Impact Capital’s quarterly research report seeks to highlight the latest developments most relevant to your investments and financial planning. In the latest installment of Impact Capital’s Three Market Themes quarterly research report, we focus on the warning message from bonds, the performance of commodities, and the performance of the gold.
1. Bonds Are Sending Out Warning Signals
As we wrote last quarter, the popular belief among investors was inflation was going away and the Federal Reserve would start slashing interest rates. We were right to question that narrative, as bonds have turned out to be one of this year’s biggest losers. The chart below shows the performance of the iShares 20+ Year Treasury Bond ETF (ticker: TLT) over the past five years. Bonds peaked in 2020 and have been falling ever since, with the TLT now down over 9% so far this year.
You don’t own TLT in your portfolio, but changes in interest rates can—and will—impact other investments. One of the reasons stocks were able to rally was on the assumption that lower interest rates were coming. Consequently, when bonds start falling, they tend to drag down stocks with them. I like to imagine a conversation between bonds and stocks going something like this:
Stock investors should be careful what they wish for, because if the Fed starts cutting rates, it’s because they have observed economic weakness.
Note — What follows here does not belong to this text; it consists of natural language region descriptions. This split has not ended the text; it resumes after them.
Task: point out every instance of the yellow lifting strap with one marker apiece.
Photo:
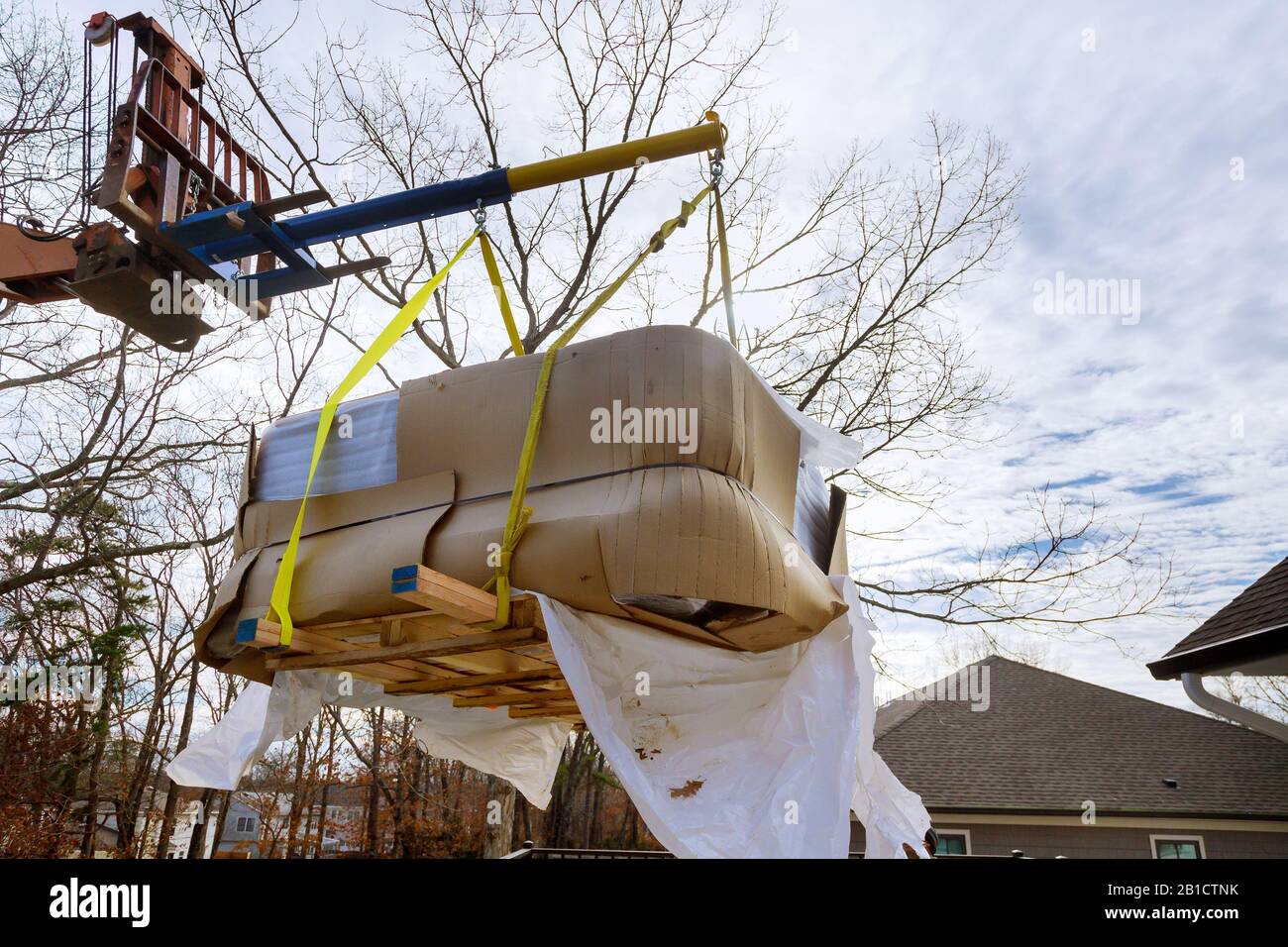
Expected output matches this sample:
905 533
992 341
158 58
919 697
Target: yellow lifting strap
518 517
281 598
493 275
725 269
In other words, they would have realized they raised interest rates to too high a point that it is now restricting the economy. They would then proceed to try and fix things by changing course and lowering rates. Stocks investors may think lower rates would be great, but economic weakness leading to a recession would only be good for bonds, not stocks.
Now that the narrative has shifted to interest rates being “higher for longer”, we can’t help but wonder how long it will take for bonds to start a rally.
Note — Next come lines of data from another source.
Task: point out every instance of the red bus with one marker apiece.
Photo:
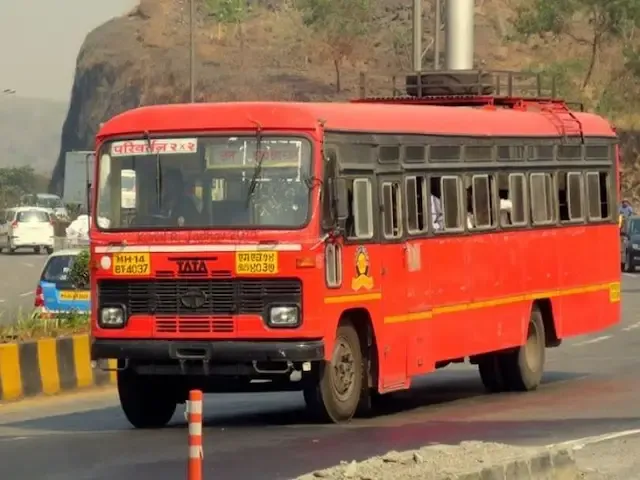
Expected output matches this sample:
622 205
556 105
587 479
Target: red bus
342 250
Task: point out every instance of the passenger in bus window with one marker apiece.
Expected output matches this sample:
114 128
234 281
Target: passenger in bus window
176 202
505 210
437 217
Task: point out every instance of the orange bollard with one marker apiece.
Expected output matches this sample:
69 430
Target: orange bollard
194 413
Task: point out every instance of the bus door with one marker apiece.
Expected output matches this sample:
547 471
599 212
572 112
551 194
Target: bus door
393 367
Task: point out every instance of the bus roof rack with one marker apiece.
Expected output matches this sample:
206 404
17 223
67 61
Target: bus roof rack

2. Commodities Are Doing Well Right Now
A stronger-than-expected economy may not be good for bonds, but it is good for commodities. The chart below shows the year-to-date performance for various commodities.
This year, many commodities are steadily rising in price more than stocks or bonds, and this is the case for all types of commodities – agricultural, energy, and the metals. Most portfolios are underweight in these types of investments. They certainly aren’t represented much in the S&P 500, which has come to be dominated by technology companies.
You may not hear much about investing in commodities because the long-term track record is not good. In general, we’ve gotten more efficient at growing and extracting commodities, and we’ve also gotten more efficient when it comes to using them over time. This may be why over the last 15 years, the Bloomberg Commodity Index ETN has lost 50% of its value, while the S&P 500 has made 430% and the U.S. Aggregate Bond index is up 47%.
This makes it difficult to commit to a long-term position in commodities. In the short-term, they are going up and may continue to do so until there is a recession.
3. All That Glitters (In This Case) is Gold
Gold always gets more attention than other commodities because of its price history. The price of gold is currently going up because central banks around the world are diversifying their portfolios in an attempt to hold fewer U.S. Dollars. Gold is also seen as a safe haven commodity when there is geopolitical uncertainty.
The price history of gold can be summarized in four distinct moves as shown on the chart below.
Gold is only worth what investors are willing to pay for it. While this is true for any investment, this is especially true for gold. Gold doesn’t have earnings, interest payments, or dividends, and it can’t buy back shares or get bought out. There is no workforce showing up to work each day to be innovative or productive. It’s a rock with limited industrial use — in other words, it is your parents’ Bitcoin. Having said all of that, it is going up and, based on history, it could continue.